Donuk Yüz Deneyi

  • 18 Nisan 2022
  • 2720

Duygu, düşünce ve bilgilerin çeşitli yollarla başkalarına aktarılması iletişim olarak tanımlanmaktadır. Bebekler doğduğu andan itibaren iletişim kurmaya, ihtiyaçlarını ve isteklerini birincil bakıcılarına, genelde ebeveynlerine, anlatmaya başlarlar. Bebeğin ebeveyniyle kurduğu, bağlanma (attachment) adı verilen ilişkisi de aslında bebek ve ebeveyn arasındaki iletişimin ürünüdür. Örneğin, bağlanma çeşitlerinden olan “güvenli bağlanma” bebeğin ihtiyacı olduğunda ebeveynini yanında bulabilmesi, verdiği tepkilere yanıt bulabilmesi sonucunda kurulur. Diğer bir deyişle, bebek ebeveyniyle sağlıklı iletişim kurabiliyorsa (tepkilerine yanıt bulması gibi) aralarındaki iletişim düzeni güvenli bağlanma stiline zemin hazırlayacaktır.

Bağlanma tiplerinin bebekle ebeveyn arasındaki iletişim geçmişine dayandığından bahsetmiştik. Edward Tronick adındaki araştırmacının 3-6 aylık bebeklerle yaptığı “Donuk Yüz Deneyi” adlı çalışması bunun iyi bir kanıtıdır. 

Donuk yüz deneyinin ilk aşamasında bebek ve annenin iletişimleri incelenir.
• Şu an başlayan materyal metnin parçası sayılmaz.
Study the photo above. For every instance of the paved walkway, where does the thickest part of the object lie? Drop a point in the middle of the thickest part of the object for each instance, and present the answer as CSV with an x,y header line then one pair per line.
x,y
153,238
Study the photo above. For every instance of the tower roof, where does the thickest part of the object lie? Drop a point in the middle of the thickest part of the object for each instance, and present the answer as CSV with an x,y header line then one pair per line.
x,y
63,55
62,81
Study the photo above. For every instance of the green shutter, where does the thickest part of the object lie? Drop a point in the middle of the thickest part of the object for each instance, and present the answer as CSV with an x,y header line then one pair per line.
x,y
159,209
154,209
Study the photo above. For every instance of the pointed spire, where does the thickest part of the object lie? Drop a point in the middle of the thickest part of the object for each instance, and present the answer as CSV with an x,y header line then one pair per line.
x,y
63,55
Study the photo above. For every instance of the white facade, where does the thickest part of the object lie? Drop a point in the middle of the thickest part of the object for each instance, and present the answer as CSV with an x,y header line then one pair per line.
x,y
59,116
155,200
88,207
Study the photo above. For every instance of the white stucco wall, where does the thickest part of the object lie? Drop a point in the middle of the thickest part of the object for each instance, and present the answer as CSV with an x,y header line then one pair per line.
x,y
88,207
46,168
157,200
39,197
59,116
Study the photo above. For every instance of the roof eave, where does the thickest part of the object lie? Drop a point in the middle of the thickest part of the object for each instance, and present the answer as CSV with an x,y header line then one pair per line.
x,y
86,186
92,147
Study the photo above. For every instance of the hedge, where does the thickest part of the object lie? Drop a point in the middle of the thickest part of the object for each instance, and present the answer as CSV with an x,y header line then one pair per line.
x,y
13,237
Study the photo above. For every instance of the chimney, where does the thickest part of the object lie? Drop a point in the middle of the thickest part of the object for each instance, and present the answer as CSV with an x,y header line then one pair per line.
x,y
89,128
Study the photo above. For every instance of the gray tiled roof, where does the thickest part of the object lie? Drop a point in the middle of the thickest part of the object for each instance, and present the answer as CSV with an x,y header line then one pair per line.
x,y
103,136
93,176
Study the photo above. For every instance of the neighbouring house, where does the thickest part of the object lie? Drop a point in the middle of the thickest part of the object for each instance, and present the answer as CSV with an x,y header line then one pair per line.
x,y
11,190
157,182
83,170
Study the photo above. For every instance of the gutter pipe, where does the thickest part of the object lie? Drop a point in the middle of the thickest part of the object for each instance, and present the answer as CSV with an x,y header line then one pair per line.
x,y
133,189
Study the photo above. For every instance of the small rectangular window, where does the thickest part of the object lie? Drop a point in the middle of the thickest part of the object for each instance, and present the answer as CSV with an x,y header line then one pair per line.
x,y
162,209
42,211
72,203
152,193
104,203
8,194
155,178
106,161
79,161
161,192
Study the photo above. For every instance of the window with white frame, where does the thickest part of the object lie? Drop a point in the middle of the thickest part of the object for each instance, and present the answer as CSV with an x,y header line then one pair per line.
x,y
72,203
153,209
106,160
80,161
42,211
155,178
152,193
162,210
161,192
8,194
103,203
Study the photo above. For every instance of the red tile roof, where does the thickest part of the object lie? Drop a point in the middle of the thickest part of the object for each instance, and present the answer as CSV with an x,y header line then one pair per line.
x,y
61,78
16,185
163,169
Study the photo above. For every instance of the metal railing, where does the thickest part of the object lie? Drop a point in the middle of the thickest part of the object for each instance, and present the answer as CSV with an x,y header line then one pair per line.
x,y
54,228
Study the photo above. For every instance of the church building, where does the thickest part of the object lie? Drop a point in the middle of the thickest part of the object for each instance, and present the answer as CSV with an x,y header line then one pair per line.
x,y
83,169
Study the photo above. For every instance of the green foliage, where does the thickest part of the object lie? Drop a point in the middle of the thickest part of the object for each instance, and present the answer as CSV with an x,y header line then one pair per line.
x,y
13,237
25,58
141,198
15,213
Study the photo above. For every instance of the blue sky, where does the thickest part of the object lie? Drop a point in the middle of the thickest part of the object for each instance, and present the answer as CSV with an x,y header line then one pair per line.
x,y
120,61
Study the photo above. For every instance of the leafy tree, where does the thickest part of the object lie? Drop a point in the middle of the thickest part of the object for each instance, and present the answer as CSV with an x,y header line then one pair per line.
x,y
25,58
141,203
Bu iletişimin karşılıklı olduğu, bebeğin sesler çıkararak ve ellerini kullanarak anne ile iletişime geçmesi izlenirken, deneyin bir sonraki aşamasında anneden donuk bir yüzle durması istenir. Annesinden tepki alamayan bebekler, şaşırmış ve rahatsız olmuşlardır. Gittikçe stres olan bebekler annelerinin hareketsiz durmaya devam etmesiyle ağlamaya başlarlar. Annenin normale dönüp bebeği rahatlatmasıyla sonlanan deneyin asıl kısmı, annenin donuk yüzle durduğu zamandır. Bu kısım, anneleriyle sağlıklı bir ilişki kurabilen bebeklerin beklentilerinin ihmal edilmesi durumunda ne kadar şaşırıp strese girebildiğini gösterdiği gibi, bebeklerin iletişim kurallarını da anlamış olduğunu bizlere göstermektedir.

Donuk yüz prosedürü, birçok araştırma tarafından farklı hipotezleri test etmek için kullanılmıştır. Bu araştırmalardan biri annelerinin donuk yüz fazından sonra tekrar kendilerine tepki vermeye başladıklarında bebeklerin ne yaptıklarını araştırmıştır. Hipotezlerini ise ihtiyaç anında yanıt alabilen, gösterdikleri tepkilere karşılık bulabilen bebeklerin, donuk yüz evresinden sonra ebeveynleri normale dönünce, kendi kendilerini yatıştırmakta daha iyi olduklarını göstermiştir.

Araştırmacılar, anneleriyle iletişimleri karşılıklı olan bu bebeklerin, donuk yüz evresinden sonra kendilerini daha iyi yatıştırabildiklerini tespit etmişlerdir.  Sonuçta çocukları ile iletişim kuran ebeveynlerin çocuğun kendine yetebilme mekanizması kazanmasında yardımcı olduğunu ve sosyal-duygusal gelişimlerine katkıda bulunduklarını söylemek mümkündür.

Kaynak:

Adamson, L.B., &Frick, J.E. (2003). Thestillface: A history of a sharedexperimentalparadigm. Infancy, 4(4), 451-473.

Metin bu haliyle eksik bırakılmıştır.